Re: [PATCH 2/2] x86/random: Issue a warning if RDRAND or RDSEED fails

From: H. Peter Anvin
Date: Tue Jan 30 2024 - 13:41:23 EST


On January 30, 2024 10:05:59 AM PST, "Daniel P. Berrangé" <berrange@xxxxxxxxxx> wrote:
>On Tue, Jan 30, 2024 at 06:49:15PM +0100, Jason A. Donenfeld wrote:
>> On Tue, Jan 30, 2024 at 6:32 PM Dave Hansen <dave.hansen@xxxxxxxxx> wrote:
>> >
>> > On 1/30/24 05:45, Reshetova, Elena wrote:
>> > >> You're the Intel employee so you can find out about this with much
>> > >> more assurance than me, but I understand the sentence above to be _way
>> > >> more_ true for RDRAND than for RDSEED. If your informed opinion is,
>> > >> "RDRAND failing can only be due to totally broken hardware"
>> > > No, this is not the case per Intel SDM. I think we can live under a simple
>> > > assumption that both of these instructions can fail not just due to broken
>> > > HW, but also due to enough pressure put into the whole DRBG construction
>> > > that supplies random numbers via RDRAND/RDSEED.
>> >
>> > I don't think the SDM is the right thing to look at for guidance here.
>> >
>> > Despite the SDM allowing it, we (software) need RDRAND/RDSEED failures
>> > to be exceedingly rare by design. If they're not, we're going to get
>> > our trusty torches and pitchforks and go after the folks who built the
>> > broken hardware.
>> >
>> > Repeat after me:
>> >
>> > Regular RDRAND/RDSEED failures only occur on broken hardware
>> >
>> > If it's nice hardware that's gone bad, then we WARN() and try to make
>> > the best of it. If it turns out that WARN() was because of a broken
>> > hardware _design_ then we go sharpen the pitchforks.
>> >
>> > Anybody disagree?
>>
>> Yes, I disagree. I made a trivial test that shows RDSEED breaks easily
>> in a busy loop. So at the very least, your statement holds true only
>> for RDRAND.
>>
>> But, anyway, if the statement "RDRAND failures only occur on broken
>> hardware" is true, then a WARN() in the failure path there presents no
>> DoS potential of any kind, and so that's a straightforward conclusion
>> to this discussion. However, that really hinges on "RDRAND failures
>> only occur on broken hardware" being a true statement.
>
>There's a useful comment here from an Intel engineer
>
>https://web.archive.org/web/20190219074642/https://software.intel.com/en-us/blogs/2012/11/17/the-difference-between-rdrand-and-rdseed
>
> "RDRAND is, indeed, faster than RDSEED because it comes
> from a hardware-based pseudorandom number generator.
> One seed value (effectively, the output from one RDSEED
> command) can provide up to 511 128-bit random values
> before forcing a reseed"
>
>We know we can exhaust RDSEED directly pretty trivially. Making your
>test program run in parallel across 20 cpus, I got a mere 3% success
>rate from RDSEED.
>
>If RDRAND is reseeding every 511 values, RDRAND output would have
>to be consumed significantly faster than RDSEED in order that the
>reseed will happen frequently enough to exhaust the seeds.
>
>This looks pretty hard, but maybe with a large enough CPU count
>this will be possible in extreme load ?
>
>So I'm not convinced we can blindly wave away RDRAND failures as
>guaranteed to mean broken hardware.
>
>With regards,
>Daniel

The general approach has been "don't credit entropy and try again on the next interrupt." We can, of course, be much more aggressive during boot.
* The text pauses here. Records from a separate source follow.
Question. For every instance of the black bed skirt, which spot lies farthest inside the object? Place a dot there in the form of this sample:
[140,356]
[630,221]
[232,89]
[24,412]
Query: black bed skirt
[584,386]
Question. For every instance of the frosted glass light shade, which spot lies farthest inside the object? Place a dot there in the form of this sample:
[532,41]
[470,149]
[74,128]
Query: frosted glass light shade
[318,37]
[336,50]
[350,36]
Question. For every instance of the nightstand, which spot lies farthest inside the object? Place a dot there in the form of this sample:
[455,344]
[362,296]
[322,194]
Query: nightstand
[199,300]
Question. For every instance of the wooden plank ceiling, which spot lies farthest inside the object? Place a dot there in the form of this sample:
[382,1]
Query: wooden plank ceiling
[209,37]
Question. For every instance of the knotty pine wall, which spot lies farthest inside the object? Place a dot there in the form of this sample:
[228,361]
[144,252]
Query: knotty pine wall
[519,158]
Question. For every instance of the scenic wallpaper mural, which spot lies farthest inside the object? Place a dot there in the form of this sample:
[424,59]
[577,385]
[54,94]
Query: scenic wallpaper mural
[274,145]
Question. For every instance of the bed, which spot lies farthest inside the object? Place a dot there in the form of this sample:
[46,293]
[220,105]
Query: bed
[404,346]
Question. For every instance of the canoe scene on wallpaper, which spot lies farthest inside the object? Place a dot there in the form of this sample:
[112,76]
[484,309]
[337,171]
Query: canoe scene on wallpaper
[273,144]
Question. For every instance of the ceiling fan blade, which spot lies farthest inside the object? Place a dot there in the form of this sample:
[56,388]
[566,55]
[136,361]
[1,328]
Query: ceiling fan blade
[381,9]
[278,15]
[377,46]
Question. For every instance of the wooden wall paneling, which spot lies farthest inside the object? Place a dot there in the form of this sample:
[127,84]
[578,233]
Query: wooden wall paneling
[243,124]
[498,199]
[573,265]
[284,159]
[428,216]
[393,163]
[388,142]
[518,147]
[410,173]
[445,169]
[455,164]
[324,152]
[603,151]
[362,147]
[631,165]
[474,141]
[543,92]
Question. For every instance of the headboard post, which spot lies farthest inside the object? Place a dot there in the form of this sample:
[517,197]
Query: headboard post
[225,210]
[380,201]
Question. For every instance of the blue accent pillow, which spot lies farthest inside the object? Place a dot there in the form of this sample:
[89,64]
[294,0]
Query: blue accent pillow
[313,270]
We only need 256-512 bits for the kernel random pool to be equivalent to breaking mainstream crypto primitives even if it is a PRNG only from that point on (which is extremely unlikely.) The Linux PRNG has a very large state, which helps buffer entropy variations.

Again, applications *should* be using /dev/[u]random as appropriate, and if they opt to use lower level primitives in user space they need to implement them correctly – there is literally nothing the kernel can do at that point.

If the probability of success is 3% per your CPU that is still 2 bits of true entropy per invocation. However, the probability of failure after 16 loops is over 60%. I think this validates the concept of continuing to poll periodically rather than looping in time critical paths.